Que proposez-vous alors ?

Il faut donner à ces enfants une formation plus appropriée et qui réponde à leurs besoins, à leurs aspirations. Autrefois, fixer quelques tuyaux était suffisant pour dire qu’on est plombier. Qu’est-ce qui se passe aujourd’hui ? Les plombiers, par exemple, sont appelés à faire des installations dans des bâtiments de plusieurs niveaux. La formation est plus spécifique.

À mon avis, il faut valoriser la formation professionnelle, et non pas le bricolage, qui se pratique un peu partout à Maurice. Nous avons besoin de la contribution de tous pour développer le pays. Et si nous n’accordons pas priorité pas à la formation professionnelle, le pays sombrera et une bonne partie des Mauriciens avec. Imaginez une seconde que les jeunes ont l’obligation maintenant d’obtenir cinq Credits pour être promus en Grade 12…

Il faut faire de la place pour les jeunes qui ont échoué ou ceux qui n’ont pu poursuivre leur parcours au niveau du cycle secondaire.
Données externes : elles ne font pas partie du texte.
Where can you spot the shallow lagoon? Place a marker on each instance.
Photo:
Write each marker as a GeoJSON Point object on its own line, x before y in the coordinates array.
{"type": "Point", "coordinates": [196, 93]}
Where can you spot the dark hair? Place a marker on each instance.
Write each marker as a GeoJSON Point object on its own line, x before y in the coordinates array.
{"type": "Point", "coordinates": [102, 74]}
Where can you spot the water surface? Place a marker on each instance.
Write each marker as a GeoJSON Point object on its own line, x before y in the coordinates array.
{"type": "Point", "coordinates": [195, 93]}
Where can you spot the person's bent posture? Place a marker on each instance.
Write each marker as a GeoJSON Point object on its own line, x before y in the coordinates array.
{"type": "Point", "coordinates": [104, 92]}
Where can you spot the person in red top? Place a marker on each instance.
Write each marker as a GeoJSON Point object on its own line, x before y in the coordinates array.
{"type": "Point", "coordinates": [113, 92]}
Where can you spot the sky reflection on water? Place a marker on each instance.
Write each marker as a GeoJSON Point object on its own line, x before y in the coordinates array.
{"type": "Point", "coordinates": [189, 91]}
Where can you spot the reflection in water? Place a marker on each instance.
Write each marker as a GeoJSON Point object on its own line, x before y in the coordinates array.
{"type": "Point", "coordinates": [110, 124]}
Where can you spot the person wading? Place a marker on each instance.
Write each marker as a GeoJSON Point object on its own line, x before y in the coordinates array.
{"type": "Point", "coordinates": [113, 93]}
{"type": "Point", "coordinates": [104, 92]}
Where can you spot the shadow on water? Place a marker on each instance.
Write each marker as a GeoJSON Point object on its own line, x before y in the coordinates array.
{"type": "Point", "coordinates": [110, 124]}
La formation professionnelle et technique n’est pas suffisamment valorisée. Je vous donne un exemple. Mon fils, âgé de 16 ans, fréquentait un centre du Mauritius Institute of Training Development pour suivre une formation de tourneur. Mais il avait des difficultés à s’adapter. En tant que parents, nous n’avons pas insisté. Nous lui avons laissé la liberté de choisir. Comme nous sommes propriétaire d’un bateau, il a choisi de travailler comme skipper. Et aujourd’hui, il travaille à son propre compte. Il a acheté des outils qui lui permettent de dépanner lui-même les bateaux tombés en panne. C’est pour vous dire que certaines personnes peuvent s’épanouir et trouver la filière où elles se sentent à l’aise.

Quelques mots pour conclure…

Je demande aux Mauriciens de ne pas se laisser berner par les politiciens, quel que soit leur bord politique, ou par un plat de biryani. Aret mont dan bis zis pou al danse ou bat sega. Il faut travailler dur pour que nos enfants aient leur place dans la société. Il faut inculquer à nos enfants la discipline ainsi que le goût de l’effort et de la réussite.